Waren eigentlich „Captain Jack Sparrow und die Piraten der Karibik“ schuld daran, als sich vor einigen Jahren Totenkopfdrucke großer Beliebtheit erfreuten und bei Jugendlichen „in“ und „voll geil“ waren? Ich erinnere mich mit Grausen an ein Weihnachtsfest. Mein Sohn hatte seinen Vater, von dem wir getrennt lebten, besucht. Zur Familienfeier bei meinem Bruder erschien mein Sohn dann mit einem neuen schwarzen Sweatshirt, auf dem nicht nur ein, sondern gleich drei große Totenköpfe mit blutigen Zähnen und Fledermausflügeln prangten. Dieses Sweatshirt war ein Geschenk seines Vaters, und mein Sohn hatte es gleich stolz angezogen. Und das zu Weihnachten! Ich trank ein paar Likörchen, und war dankbar für die heitere Gelassenheit, die mich dann befiel und meinen kritischen Blick trübte.
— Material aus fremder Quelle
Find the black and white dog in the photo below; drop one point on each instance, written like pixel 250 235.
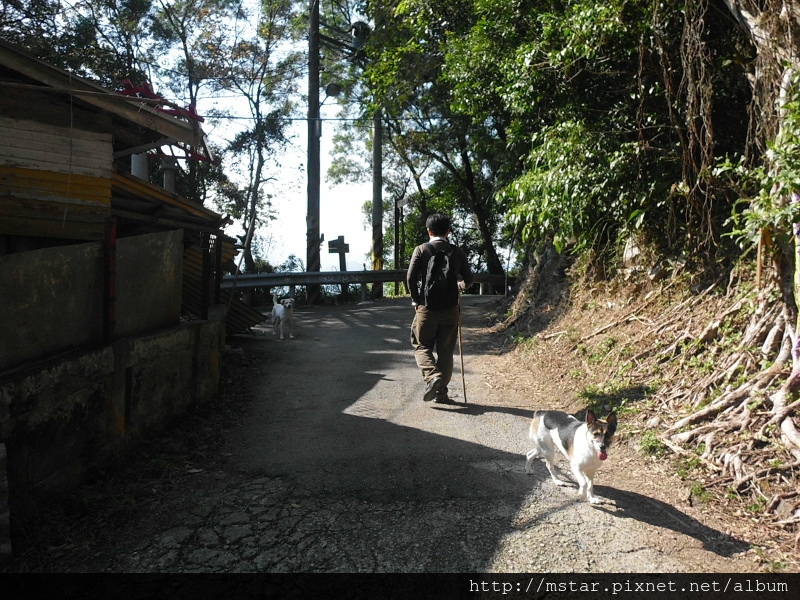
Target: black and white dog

Jedes Jahr im Herbst musste ich mich jedoch mit einer Extra-Ration Baldrian für die Nervenprobe stärken, die da auf mich zukam. Da die ganzjährig getragenen Turnschuhe meines Sohnes bei eventuell einsetzendem Schneefall und Glatteisbildung kaum ihren Dienst als adäquates Schuhwerk erfüllen würden, mussten wir rechtzeitig gemeinsam den Besuch eines Schuhgeschäfts in Angriff nehmen. Die Betonung liegt hierbei auf nur „einem“ Schuhladen, aber Schuhe müssen nun einmal anprobiert werden. McDonalds-Besuche, die ich ganz früher als Belohnung für einen erfolgreich durchgeführten Schuhkauf in Aussicht stellte, waren ab einem gewissen Alter leider völlig „out“ und ich konnte dann nur noch an Mikes Vernunft appellieren.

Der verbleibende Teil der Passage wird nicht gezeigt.